YouTube - take the box amy winehouse live at mercury music price

I love her, always.

She needs to, besides give up drugs and shit people, stop being so masochistic.


----------



## SparklingWaves (Oct 18, 2008)

I would love to have a voice like that.  Thanks for posting the video.


----------



## user79 (Oct 18, 2008)

I didn't think it was possible for her to look any worse!



I was wrong.


----------



## SparklingWaves (Oct 18, 2008)

Me either.


----------



## TISH1124 (Oct 18, 2008)

What a shame...Such a waste of an extraordinary talent! I hope she gets help...This just proves that sometimes money and fame is not all it's cracked up to be (no pun intended).
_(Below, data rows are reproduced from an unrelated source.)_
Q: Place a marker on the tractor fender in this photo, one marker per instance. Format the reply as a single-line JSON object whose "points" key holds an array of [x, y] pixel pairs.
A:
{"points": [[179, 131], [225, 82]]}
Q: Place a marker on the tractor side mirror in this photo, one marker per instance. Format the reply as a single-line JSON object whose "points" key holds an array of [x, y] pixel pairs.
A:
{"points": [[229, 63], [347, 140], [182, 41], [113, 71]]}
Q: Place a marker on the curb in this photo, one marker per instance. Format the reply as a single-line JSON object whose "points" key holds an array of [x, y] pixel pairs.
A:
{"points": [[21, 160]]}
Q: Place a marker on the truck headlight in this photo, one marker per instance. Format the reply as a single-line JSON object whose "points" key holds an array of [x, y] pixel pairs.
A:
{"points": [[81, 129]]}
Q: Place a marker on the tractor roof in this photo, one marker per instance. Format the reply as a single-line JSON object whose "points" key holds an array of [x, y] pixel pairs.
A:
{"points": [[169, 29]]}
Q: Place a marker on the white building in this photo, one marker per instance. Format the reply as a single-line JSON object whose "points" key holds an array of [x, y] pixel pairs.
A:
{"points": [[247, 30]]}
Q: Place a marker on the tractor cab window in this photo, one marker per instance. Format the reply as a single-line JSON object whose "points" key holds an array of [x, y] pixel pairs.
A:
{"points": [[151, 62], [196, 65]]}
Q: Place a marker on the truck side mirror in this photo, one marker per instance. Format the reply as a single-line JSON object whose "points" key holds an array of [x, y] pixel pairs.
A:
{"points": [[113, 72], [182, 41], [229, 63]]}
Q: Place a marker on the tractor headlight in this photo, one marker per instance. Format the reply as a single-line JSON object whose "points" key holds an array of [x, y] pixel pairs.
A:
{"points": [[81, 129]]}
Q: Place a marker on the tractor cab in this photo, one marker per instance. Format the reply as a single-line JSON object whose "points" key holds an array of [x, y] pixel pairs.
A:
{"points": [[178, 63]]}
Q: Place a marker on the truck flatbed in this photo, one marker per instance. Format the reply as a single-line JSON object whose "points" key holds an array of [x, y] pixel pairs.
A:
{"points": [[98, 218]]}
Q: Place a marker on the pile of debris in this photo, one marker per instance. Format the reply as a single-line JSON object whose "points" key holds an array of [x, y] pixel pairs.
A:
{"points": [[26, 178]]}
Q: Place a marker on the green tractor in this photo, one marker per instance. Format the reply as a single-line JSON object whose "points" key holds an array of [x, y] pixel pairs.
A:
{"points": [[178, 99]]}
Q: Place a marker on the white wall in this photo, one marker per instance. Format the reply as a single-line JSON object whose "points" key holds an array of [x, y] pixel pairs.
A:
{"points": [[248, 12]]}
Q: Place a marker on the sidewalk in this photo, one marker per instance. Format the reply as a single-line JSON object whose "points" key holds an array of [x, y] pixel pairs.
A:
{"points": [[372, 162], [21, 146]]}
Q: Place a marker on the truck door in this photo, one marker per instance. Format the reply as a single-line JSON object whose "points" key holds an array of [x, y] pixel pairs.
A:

Hopefully her family will force her to get the help she needs before it's too late. I love her music..I listen to her CD all the time. 
REHAB is truly her theme song!


----------



## nunu (Oct 18, 2008)

I love her songs especially Rehab, No good and Valerie. I am sad to see her talent going to waste


----------



## MACATTAK (Oct 18, 2008)

I agree, she's so talented.  I hope she gets the help she needs fast, otherwise it will be too late


----------



## ClaireAvril (Oct 18, 2008)

thank you for posting this.
I love Amy Winehouse and everyone has been saying forever that she needs help and it hasn't happened.
I have come to terms that she is going to die very soon.  She doesn't want to stop the drugs.. her family has tried and its not happening.
So its just a matter of time.

I don't want this to happen.. but.. 
How can she record an album while she's high and hallucinating?  I know some musicians have but you've seen her live when she's drunk and/or high.

What a waste of one of the most talented musicians today.


----------



## Delerium (Oct 19, 2008)

She has an amazing voice...its too bad she is such a train wreck!


----------



## Korms (Oct 19, 2008)

Quote:

   Originally Posted by *SparklingWaves* 

 
_Meanwhile, Mark Ronson has revealed the name of the track he and Amy are covering for a tribute album to legendary producer Quincy Jones.
The pair are lending their talents to 'You Don't Own Me', which was originally a hit for 60s singer Leslie Gore._

 
This song is _perfect_ for her vocal style.  I do hope she sorts herself out, but I can't see it happening now which is such a shame because she was such a breath of fresh air on the mainstream music scene.  She's heading the same way as one of her musical influences, Billie Holiday.


----------



## aleksis210 (Oct 19, 2008)

I always thought she had the CUTEST body before she got into drugs!


----------



## MAC_Whore (Oct 19, 2008)

Just so sad.  She looks like a walking corpse.  I'm sure she's even more beat up on the inside though.  I hope she sorts it out.


----------



## babyjazy21 (Oct 20, 2008)

I feel so sorry for Amy, she has such great talent and a great future ahead of her if she gets the help she needs. Everyone tried to help her but it's really up to her to get the help and change her bad ways. I really hope she does get the help she needs because she can be very successful with her talent.


----------